A Mosque loses its protected status when it is used as a sanctuary by the enemy. By immediately denying the strike on the Mosque, this shows the US has no legitimate information campaign. The fact that it was being used to shelter ISIS should have been part of the news release. The CIA used to salt newspapers and magazines with disinformation, and stories to demoralize the enemy. Our Commander Solo aircraft remain parked in Florida and almost never used. This is why the war on terror is going to last many decades.
Why are we concerned with bombing a Mosque? How many churches did we and the Axis destroy in WWII. How many Mosques have the Sunni destroyed not just in Iraq but in Pakistan? A lot. Nothing to be proud of but then war is not kind or nice. Trying to be nice only prolongs wars.
It’s about not being the bad guy” evil invaders from America crusading against Muslims” instead gain local support by killing the” terrorists” and helping the Muslims defend their own country.
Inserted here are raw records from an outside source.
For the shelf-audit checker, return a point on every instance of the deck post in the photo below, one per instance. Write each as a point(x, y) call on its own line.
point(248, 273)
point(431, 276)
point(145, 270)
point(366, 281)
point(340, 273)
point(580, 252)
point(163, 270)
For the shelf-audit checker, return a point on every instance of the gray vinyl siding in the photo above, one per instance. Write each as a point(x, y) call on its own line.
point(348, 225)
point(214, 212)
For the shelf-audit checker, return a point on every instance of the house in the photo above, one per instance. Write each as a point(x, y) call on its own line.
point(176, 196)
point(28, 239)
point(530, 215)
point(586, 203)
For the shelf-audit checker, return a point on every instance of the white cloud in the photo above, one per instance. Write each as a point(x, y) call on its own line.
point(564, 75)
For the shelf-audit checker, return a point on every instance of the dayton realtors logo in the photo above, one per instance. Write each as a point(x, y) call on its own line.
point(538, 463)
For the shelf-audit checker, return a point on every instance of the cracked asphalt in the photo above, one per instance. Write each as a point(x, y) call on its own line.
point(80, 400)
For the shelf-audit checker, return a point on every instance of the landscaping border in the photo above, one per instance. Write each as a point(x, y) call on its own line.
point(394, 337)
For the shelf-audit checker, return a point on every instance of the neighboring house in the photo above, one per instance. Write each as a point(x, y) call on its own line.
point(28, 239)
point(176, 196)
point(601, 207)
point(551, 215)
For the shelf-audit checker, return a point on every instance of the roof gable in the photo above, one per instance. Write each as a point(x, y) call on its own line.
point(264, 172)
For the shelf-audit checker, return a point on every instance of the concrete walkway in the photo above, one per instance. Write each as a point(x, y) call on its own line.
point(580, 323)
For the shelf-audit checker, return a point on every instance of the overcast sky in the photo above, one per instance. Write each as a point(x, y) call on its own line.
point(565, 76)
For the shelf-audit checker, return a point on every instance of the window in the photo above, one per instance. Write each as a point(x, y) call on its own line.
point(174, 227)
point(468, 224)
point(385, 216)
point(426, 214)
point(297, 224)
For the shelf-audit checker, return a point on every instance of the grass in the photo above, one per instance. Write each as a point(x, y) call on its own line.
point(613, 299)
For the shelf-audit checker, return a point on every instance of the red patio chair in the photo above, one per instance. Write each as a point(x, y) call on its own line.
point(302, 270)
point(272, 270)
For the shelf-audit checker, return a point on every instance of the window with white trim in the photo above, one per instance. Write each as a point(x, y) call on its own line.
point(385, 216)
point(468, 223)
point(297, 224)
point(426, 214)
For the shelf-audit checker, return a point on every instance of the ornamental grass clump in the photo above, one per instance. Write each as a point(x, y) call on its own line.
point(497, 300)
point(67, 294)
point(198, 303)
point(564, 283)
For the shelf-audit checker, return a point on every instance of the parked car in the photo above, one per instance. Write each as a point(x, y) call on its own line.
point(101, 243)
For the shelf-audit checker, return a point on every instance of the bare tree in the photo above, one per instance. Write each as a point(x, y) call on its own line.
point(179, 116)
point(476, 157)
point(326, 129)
That’s why you don’t want to bomb the mosques, and it’s also a place of civilians like hospitals, maybe they are housing the Islamic state, but I can’t see that they have much of a choice.
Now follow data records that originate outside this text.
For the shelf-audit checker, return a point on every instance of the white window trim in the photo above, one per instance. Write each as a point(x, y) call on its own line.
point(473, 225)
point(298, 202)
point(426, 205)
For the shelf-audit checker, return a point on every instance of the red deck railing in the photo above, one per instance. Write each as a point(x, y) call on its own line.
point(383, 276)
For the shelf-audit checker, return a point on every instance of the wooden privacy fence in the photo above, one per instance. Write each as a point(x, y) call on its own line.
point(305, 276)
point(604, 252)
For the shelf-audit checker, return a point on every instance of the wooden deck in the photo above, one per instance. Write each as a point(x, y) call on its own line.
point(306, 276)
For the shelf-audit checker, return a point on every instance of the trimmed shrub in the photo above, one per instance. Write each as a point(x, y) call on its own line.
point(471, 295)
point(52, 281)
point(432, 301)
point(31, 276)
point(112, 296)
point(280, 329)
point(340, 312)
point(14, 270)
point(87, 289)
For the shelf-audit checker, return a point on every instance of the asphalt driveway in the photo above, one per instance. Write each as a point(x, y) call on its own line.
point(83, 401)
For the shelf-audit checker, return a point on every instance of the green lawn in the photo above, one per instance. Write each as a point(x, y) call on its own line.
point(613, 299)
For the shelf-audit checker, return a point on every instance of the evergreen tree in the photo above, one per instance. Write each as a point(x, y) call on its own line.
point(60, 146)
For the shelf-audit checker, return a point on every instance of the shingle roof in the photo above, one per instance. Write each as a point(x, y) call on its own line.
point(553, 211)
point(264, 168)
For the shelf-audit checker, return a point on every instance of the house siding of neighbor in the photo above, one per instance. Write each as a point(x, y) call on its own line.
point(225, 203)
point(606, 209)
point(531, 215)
Trying to be nice only prolongs wars.
Yes but what are you going to do? Nuke them all? If you don’t care what happens to the people, why do you care about stopping the Islamic State at all?
Personally, I’d like to view the footage? I’d say the Secondary Explosions from dropping even one single, small, Iron Bomb on an ISIS Mosque in Iraq, must have been tremendous… Let’s have the folks at Christians in Action, put out a story blaming the entire incident on the premature detonation by an IS-IED team…
The only defense Daesh (or AQ or TTP, etc) has against the drone strikes is the media. So while I also have issues with not being able to strike a mosque or a house with family nearby or a cemetery, I sort of understand why these restrictions exist. If some AQ leader wants to make his living room the C2 node for his group, then it should be treated as a military HQ, regardless if his wife, sister, mother, father, and seven kids live in the same house. But I certainly understand why this would quickly go south in the media.